OK. It says you have:
WDC WD1200BEVS-22LAT0
Manufacturer Western Digital
Form Factor GB/2.5-inch
Business Unit/Brand Mobile/WD Scorpio®
RPM/Buffer Size or Attribute 5400 RPM with 8 MB cache (Mobile)
Interface/Connector SATA 3 Gb/s with 22-pin SATA connector/SATA 1.5 Gb/s with 22-pin SATA connector (Mobile)
So go to:
http://support.wdc.c...200bevs&x=8&y=9
and get one of these:
Data Lifeguard Diagnostic for DOS (CD)
Data Lifeguard Diagnostic for Windows
The CD version is probably better but last time I tried it there were some problems getting it to run.
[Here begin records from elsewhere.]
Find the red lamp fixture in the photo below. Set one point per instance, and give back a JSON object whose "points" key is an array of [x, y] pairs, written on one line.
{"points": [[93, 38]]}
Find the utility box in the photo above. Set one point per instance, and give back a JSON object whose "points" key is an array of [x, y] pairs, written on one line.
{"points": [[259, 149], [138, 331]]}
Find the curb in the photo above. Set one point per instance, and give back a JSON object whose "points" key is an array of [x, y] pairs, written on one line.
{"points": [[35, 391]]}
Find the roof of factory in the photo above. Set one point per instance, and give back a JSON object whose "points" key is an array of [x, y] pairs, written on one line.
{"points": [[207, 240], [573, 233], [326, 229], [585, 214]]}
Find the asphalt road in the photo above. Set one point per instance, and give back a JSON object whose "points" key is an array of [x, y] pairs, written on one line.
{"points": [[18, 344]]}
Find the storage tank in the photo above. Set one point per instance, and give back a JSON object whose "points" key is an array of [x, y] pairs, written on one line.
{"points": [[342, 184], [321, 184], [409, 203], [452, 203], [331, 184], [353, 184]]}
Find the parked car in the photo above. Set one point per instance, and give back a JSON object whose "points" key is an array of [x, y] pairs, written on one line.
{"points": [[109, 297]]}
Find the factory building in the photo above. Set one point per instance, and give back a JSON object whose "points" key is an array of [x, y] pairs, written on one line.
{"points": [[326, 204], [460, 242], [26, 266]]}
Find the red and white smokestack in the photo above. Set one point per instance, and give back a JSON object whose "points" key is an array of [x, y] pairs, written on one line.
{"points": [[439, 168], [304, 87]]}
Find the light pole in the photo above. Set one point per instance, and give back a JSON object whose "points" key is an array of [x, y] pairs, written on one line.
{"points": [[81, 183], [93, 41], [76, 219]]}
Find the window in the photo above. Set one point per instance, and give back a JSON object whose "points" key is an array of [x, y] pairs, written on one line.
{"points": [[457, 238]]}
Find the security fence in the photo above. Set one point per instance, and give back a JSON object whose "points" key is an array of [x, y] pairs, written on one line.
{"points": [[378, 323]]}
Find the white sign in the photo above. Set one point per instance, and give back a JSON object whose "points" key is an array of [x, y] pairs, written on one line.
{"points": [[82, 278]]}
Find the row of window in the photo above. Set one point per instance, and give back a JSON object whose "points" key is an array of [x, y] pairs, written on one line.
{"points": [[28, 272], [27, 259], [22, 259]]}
Had to manually set the path so it could find its own license which I thought was pretty stupid. Try the Windows version. If I remember correctly they have a quick test (which even a dead drive I had once was able to pass) and an Extended test which is about as thorough as you can get. The Extended test ran for about 19 hours and at the end admitted that there were some errors and asked if I wanted it to try and correct them. I said yes and 30 seconds later my dead drive came back to life and I was able to recover all of the data tho I could never get the drive to boot reliably.
The temps are running about 63. That usually means you have some dust clogging the vents and the heatsink. I'd use a vacuum cleaner hose to suck the dust from all of the vents. Maybe reverse the flow if you can and blow in them once then suck again. I've seen warnings that this can cause static problems but I think that's more a winter time problem in a dry heated room. It's not critical yet but heat shortens the life of the CPU so best to give it a shot. I usually see temps of around 50 on a clean laptop. 35 on a desktop.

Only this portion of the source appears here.